Sitting at the table, the first question that popped out of my oldest sister’s mouth was “So can I not call you my sister anymore?”
While, the first question that popped out of my mother’s mouth was “So…are you trans?”
That was when I realized that it was gonna be a long conversation, settled into my chair, and poured another glass of wine.
It was frustrating and there were lots of problematic comments and I cried a lot, but every conversation brought them closer to understanding. One moment I remember pretty vividly from this first conversation was when I was trying to explain the difference between sex, gender, and sexuality. My mom pulled out an index card and started taking notes. It was adorable. But I could see her frustration. She simply didn’t get it. As a middle-aged cis-gender heterosexual woman these words and phrases and ideas were all completely new and sort of overwhelming. And she really wanted to understand.

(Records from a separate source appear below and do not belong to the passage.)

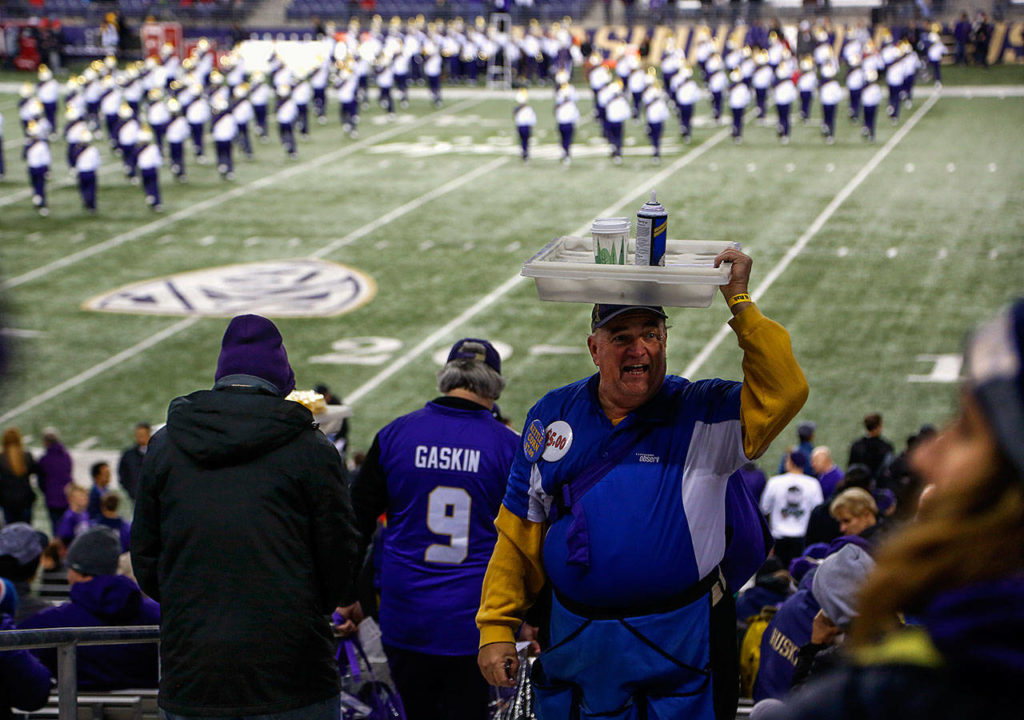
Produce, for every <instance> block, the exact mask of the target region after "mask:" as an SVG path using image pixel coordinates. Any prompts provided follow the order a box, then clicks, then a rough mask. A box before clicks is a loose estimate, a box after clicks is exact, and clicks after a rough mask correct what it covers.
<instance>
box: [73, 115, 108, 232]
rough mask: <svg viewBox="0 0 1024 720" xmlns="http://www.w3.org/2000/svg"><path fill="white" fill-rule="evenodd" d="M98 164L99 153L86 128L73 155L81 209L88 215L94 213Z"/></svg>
mask: <svg viewBox="0 0 1024 720" xmlns="http://www.w3.org/2000/svg"><path fill="white" fill-rule="evenodd" d="M82 124H83V125H85V122H84V121H82ZM100 162H101V159H100V157H99V151H98V150H97V149H96V146H95V145H94V144H93V143H92V133H91V132H89V130H88V128H86V129H85V132H84V134H83V135H82V136H81V142H79V143H78V150H77V151H76V153H75V160H74V163H75V165H74V172H75V173H76V174H77V175H78V194H79V195H80V196H81V197H82V207H84V208H85V209H86V210H87V211H89V212H90V213H95V212H96V176H97V171H98V170H99V164H100Z"/></svg>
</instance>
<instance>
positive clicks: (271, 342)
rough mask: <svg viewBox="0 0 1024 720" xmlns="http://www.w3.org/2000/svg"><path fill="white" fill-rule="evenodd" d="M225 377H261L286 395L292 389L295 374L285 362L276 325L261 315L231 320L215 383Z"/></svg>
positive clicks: (245, 315) (286, 361) (286, 354)
mask: <svg viewBox="0 0 1024 720" xmlns="http://www.w3.org/2000/svg"><path fill="white" fill-rule="evenodd" d="M228 375H253V376H255V377H257V378H262V379H263V380H266V381H267V382H269V383H273V385H274V386H275V387H276V388H278V390H280V391H281V394H282V395H287V394H288V393H289V392H291V391H292V390H294V389H295V373H293V372H292V366H291V365H289V363H288V352H286V351H285V344H284V340H283V339H282V337H281V333H280V332H279V331H278V328H276V326H274V324H273V323H271V322H270V321H268V320H267V319H266V317H261V316H260V315H238V316H237V317H232V319H231V322H230V323H229V324H228V326H227V330H225V331H224V339H223V340H222V341H221V343H220V357H218V358H217V375H216V377H215V379H216V380H220V379H221V378H223V377H226V376H228Z"/></svg>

Coming from a hyper-liberal bubble at Middlebury College in Vermont, I had to remind myself that other people are not being constantly exposed to these ideas. These ideas have not yet been normalized in society. That this was probably the first time my mom had ever even heard phrases like “the gender binary” or “heteronormative”, or even been given the space to ask questions in a non-judgmental setting. That’s one thing I learned through all of this, and something I’m really thankful for, the importance of patience. I had to have patience, especially with my loved ones, if I really wanted to make progress towards mutual understanding and respect.
I ended up pulling out another index card and drawing a stick figure. I circled the head, the heart, and the groin. Next to the head I wrote “gender”. Next to the heart I wrote “sexuality”. Next to the groin I wrote “sex”. It was actually a pretty effective tactic for explaining how these aspects of our human experience are usually construed as one in the same but are in fact very separate for many individuals. In fact, soon after this conversation, my mom changed the medical forms for my dad’s patients. Before it just said “Sex M/F”. Now, there are two separate lines for sex and gender and two blank lines next to each, giving the patient the option and agency to fill in their information however they’d like. It was little things like this that really showed me that my mom was listening and doing her best to understand.
And all of that? That was just the beginning.